Belirlir bi esprisi olan yer yer bir taşlamaya kadar giden bir film
olacak” açıklamasını yapıyor. Fantazya ön plânda Bilim kurgu ve
fantastik tür arasında bir karşılaştırma yapan Scognamillo, “Bence
genele bakarsak yayıncılıktan başlamak şartıyla bugün bilim
kurgunun yerine, ön planda olan fantazyadır. Ama bu bir furyadır.

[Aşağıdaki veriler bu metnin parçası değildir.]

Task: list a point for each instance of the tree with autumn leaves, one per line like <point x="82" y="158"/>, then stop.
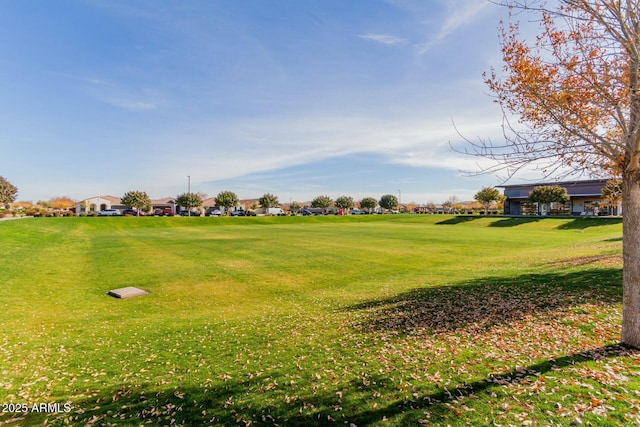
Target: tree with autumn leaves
<point x="575" y="91"/>
<point x="8" y="192"/>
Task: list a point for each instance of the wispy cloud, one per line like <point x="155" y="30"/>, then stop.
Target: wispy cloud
<point x="116" y="95"/>
<point x="459" y="13"/>
<point x="386" y="39"/>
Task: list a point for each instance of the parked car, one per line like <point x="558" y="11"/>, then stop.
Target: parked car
<point x="109" y="212"/>
<point x="133" y="212"/>
<point x="163" y="212"/>
<point x="212" y="212"/>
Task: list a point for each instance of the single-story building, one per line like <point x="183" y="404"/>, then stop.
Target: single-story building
<point x="585" y="198"/>
<point x="99" y="203"/>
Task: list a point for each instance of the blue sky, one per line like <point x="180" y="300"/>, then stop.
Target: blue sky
<point x="295" y="98"/>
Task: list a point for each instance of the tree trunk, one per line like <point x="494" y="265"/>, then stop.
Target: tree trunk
<point x="631" y="259"/>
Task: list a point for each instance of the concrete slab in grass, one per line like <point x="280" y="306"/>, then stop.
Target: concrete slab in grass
<point x="128" y="292"/>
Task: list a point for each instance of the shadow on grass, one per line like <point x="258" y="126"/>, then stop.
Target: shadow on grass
<point x="458" y="219"/>
<point x="234" y="402"/>
<point x="274" y="399"/>
<point x="588" y="222"/>
<point x="490" y="301"/>
<point x="515" y="221"/>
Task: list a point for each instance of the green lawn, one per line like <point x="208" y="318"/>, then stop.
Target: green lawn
<point x="365" y="320"/>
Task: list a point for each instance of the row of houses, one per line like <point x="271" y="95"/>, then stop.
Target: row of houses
<point x="585" y="199"/>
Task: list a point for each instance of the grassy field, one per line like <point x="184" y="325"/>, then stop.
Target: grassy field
<point x="368" y="320"/>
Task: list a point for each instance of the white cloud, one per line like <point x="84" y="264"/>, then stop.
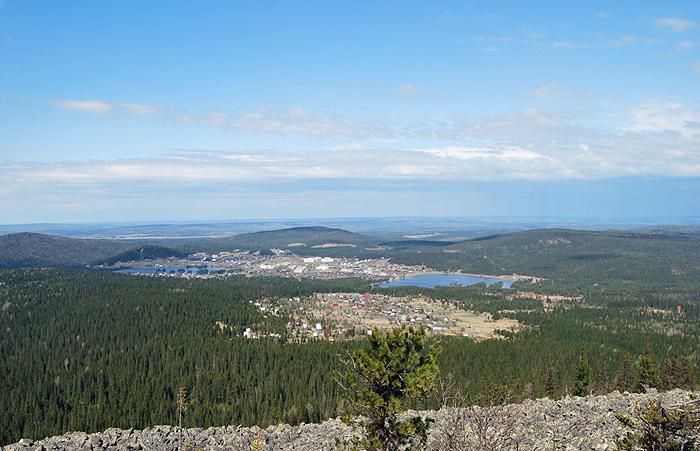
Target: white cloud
<point x="546" y="90"/>
<point x="654" y="115"/>
<point x="101" y="107"/>
<point x="138" y="109"/>
<point x="675" y="24"/>
<point x="687" y="45"/>
<point x="410" y="90"/>
<point x="85" y="106"/>
<point x="297" y="121"/>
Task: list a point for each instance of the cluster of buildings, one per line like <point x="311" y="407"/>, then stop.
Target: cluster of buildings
<point x="279" y="263"/>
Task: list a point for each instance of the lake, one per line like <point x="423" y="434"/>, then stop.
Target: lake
<point x="443" y="280"/>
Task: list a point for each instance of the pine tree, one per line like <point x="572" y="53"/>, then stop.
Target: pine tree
<point x="181" y="404"/>
<point x="624" y="380"/>
<point x="583" y="378"/>
<point x="397" y="366"/>
<point x="646" y="374"/>
<point x="550" y="383"/>
<point x="599" y="386"/>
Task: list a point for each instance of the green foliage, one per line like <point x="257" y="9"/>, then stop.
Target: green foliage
<point x="87" y="350"/>
<point x="396" y="366"/>
<point x="646" y="373"/>
<point x="583" y="378"/>
<point x="34" y="249"/>
<point x="661" y="429"/>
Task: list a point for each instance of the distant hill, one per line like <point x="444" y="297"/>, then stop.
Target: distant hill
<point x="38" y="250"/>
<point x="579" y="257"/>
<point x="299" y="239"/>
<point x="146" y="252"/>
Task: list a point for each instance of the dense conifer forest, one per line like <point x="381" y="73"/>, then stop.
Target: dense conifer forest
<point x="87" y="350"/>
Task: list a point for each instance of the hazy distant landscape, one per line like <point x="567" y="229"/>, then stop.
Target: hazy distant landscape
<point x="382" y="226"/>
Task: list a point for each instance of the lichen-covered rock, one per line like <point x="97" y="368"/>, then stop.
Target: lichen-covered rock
<point x="571" y="423"/>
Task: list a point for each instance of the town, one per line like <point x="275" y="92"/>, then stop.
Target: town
<point x="280" y="263"/>
<point x="344" y="316"/>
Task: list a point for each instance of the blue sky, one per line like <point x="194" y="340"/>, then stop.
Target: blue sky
<point x="129" y="110"/>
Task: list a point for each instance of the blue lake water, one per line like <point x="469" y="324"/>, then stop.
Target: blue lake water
<point x="443" y="280"/>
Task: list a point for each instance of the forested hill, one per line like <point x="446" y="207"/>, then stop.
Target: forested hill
<point x="581" y="257"/>
<point x="34" y="249"/>
<point x="297" y="239"/>
<point x="38" y="250"/>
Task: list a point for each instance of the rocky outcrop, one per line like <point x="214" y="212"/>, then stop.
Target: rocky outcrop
<point x="571" y="423"/>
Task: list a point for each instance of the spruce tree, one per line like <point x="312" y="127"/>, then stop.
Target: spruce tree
<point x="646" y="374"/>
<point x="396" y="367"/>
<point x="583" y="378"/>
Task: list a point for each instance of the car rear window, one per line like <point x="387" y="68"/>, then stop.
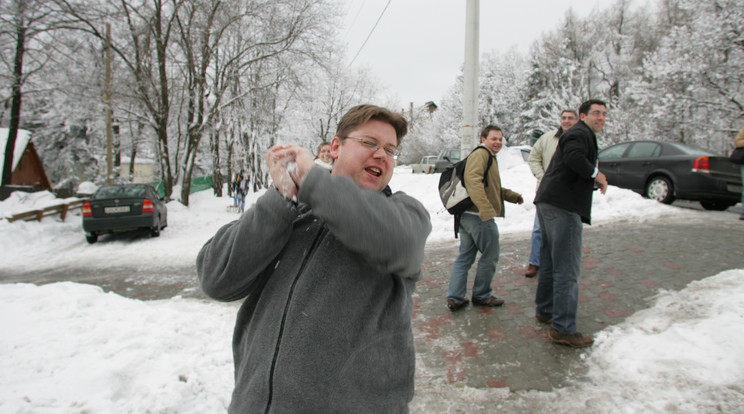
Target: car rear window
<point x="120" y="191"/>
<point x="695" y="151"/>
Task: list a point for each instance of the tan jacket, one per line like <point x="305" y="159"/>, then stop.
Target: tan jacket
<point x="541" y="154"/>
<point x="489" y="201"/>
<point x="739" y="141"/>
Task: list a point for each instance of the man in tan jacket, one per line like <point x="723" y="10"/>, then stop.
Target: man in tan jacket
<point x="478" y="230"/>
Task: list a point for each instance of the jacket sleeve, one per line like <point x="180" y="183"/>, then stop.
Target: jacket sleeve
<point x="509" y="195"/>
<point x="576" y="153"/>
<point x="475" y="168"/>
<point x="389" y="232"/>
<point x="229" y="264"/>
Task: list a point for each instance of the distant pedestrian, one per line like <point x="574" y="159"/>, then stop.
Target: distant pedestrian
<point x="323" y="157"/>
<point x="540" y="156"/>
<point x="478" y="230"/>
<point x="564" y="202"/>
<point x="241" y="190"/>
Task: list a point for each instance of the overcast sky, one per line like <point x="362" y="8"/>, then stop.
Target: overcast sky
<point x="418" y="47"/>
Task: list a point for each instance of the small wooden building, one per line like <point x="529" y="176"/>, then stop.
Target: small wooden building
<point x="28" y="170"/>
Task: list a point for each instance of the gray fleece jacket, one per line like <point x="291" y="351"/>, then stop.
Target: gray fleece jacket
<point x="326" y="321"/>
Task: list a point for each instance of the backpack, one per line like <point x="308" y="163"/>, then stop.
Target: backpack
<point x="452" y="189"/>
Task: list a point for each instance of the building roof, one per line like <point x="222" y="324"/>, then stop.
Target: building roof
<point x="21" y="142"/>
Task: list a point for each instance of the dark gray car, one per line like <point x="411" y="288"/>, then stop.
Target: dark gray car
<point x="124" y="207"/>
<point x="665" y="171"/>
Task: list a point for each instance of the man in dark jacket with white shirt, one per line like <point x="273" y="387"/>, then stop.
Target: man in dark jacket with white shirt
<point x="326" y="264"/>
<point x="564" y="202"/>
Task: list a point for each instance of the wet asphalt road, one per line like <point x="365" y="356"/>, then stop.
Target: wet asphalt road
<point x="625" y="263"/>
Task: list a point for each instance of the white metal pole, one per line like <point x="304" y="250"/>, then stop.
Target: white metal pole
<point x="470" y="128"/>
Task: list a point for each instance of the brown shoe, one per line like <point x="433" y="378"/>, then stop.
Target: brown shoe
<point x="453" y="306"/>
<point x="546" y="319"/>
<point x="574" y="340"/>
<point x="492" y="301"/>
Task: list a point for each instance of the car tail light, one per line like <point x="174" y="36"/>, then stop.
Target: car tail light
<point x="701" y="164"/>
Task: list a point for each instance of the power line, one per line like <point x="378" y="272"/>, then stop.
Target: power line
<point x="370" y="33"/>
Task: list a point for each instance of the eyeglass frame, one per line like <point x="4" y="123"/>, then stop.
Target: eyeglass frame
<point x="371" y="144"/>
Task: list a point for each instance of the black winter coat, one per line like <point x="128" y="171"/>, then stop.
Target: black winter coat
<point x="568" y="182"/>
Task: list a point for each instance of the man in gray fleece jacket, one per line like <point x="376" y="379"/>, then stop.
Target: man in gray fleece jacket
<point x="326" y="265"/>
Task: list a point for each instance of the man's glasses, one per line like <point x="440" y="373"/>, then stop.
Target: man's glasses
<point x="372" y="145"/>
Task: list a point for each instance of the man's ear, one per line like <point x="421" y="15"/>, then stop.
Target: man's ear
<point x="335" y="145"/>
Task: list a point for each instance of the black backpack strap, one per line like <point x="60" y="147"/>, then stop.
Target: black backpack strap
<point x="488" y="167"/>
<point x="457" y="224"/>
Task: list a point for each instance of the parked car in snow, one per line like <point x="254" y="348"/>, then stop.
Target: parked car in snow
<point x="124" y="207"/>
<point x="446" y="158"/>
<point x="665" y="171"/>
<point x="426" y="166"/>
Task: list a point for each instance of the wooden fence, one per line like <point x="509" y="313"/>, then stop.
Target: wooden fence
<point x="57" y="209"/>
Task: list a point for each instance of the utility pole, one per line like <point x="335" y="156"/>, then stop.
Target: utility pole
<point x="107" y="105"/>
<point x="470" y="88"/>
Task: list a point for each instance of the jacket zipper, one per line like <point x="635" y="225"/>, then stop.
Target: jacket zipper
<point x="305" y="260"/>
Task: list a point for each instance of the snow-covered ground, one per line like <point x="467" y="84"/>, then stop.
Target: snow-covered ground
<point x="73" y="348"/>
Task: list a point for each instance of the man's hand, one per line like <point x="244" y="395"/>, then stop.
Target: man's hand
<point x="288" y="165"/>
<point x="601" y="181"/>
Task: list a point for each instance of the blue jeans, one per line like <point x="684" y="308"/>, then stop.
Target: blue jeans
<point x="475" y="236"/>
<point x="560" y="256"/>
<point x="536" y="242"/>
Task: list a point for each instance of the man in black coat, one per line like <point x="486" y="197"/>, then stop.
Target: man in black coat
<point x="564" y="202"/>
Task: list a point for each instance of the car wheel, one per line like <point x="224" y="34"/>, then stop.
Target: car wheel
<point x="91" y="237"/>
<point x="716" y="205"/>
<point x="155" y="230"/>
<point x="660" y="188"/>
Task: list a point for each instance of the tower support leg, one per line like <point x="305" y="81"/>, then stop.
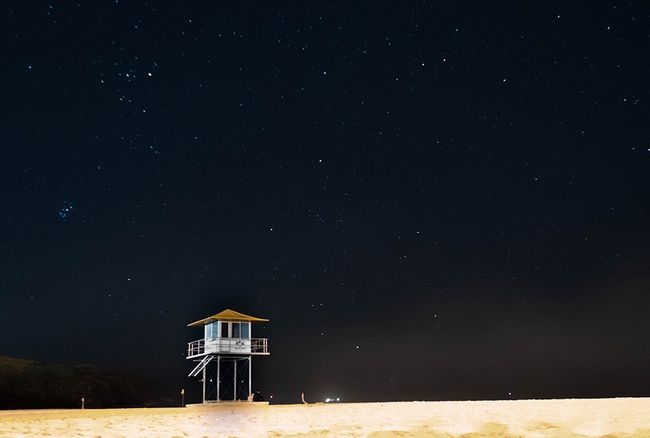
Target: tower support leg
<point x="205" y="378"/>
<point x="250" y="379"/>
<point x="234" y="380"/>
<point x="218" y="378"/>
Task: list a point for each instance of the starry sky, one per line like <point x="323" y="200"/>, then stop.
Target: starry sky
<point x="429" y="200"/>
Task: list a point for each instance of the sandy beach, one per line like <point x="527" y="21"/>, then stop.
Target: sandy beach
<point x="619" y="417"/>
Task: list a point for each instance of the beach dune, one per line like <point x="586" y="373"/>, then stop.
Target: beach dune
<point x="616" y="417"/>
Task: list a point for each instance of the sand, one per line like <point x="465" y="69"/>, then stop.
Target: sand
<point x="618" y="417"/>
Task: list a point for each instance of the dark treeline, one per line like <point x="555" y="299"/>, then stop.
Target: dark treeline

Belirli bir süre devam eder, ondan sonra umarım bilim kurgu ön
plana fırlar. Çünkü içerik ve konu zenginliği açısından herhalde
bilimkurgu fantazyayla kıyaslanamaz. Fantazya bir yerden sonra aynı
şeyleri tekrarlıyor ve belirli motifler, şablonlar var, onların
üzerine gidiyor. Halbuki bilim kurgunun dünyası korkunç bir
dünyadır; geleceğe gider, geçmişe döner, uzak gezegenleri ziyaret
eder, bu yaşadığımız dünyanın geçireceği evreleri dikkate alır ve
gerekli olduğunda toplumbilimci olur, toplumcu olur. Onun için çok
daha zengin bir alandır” diyor.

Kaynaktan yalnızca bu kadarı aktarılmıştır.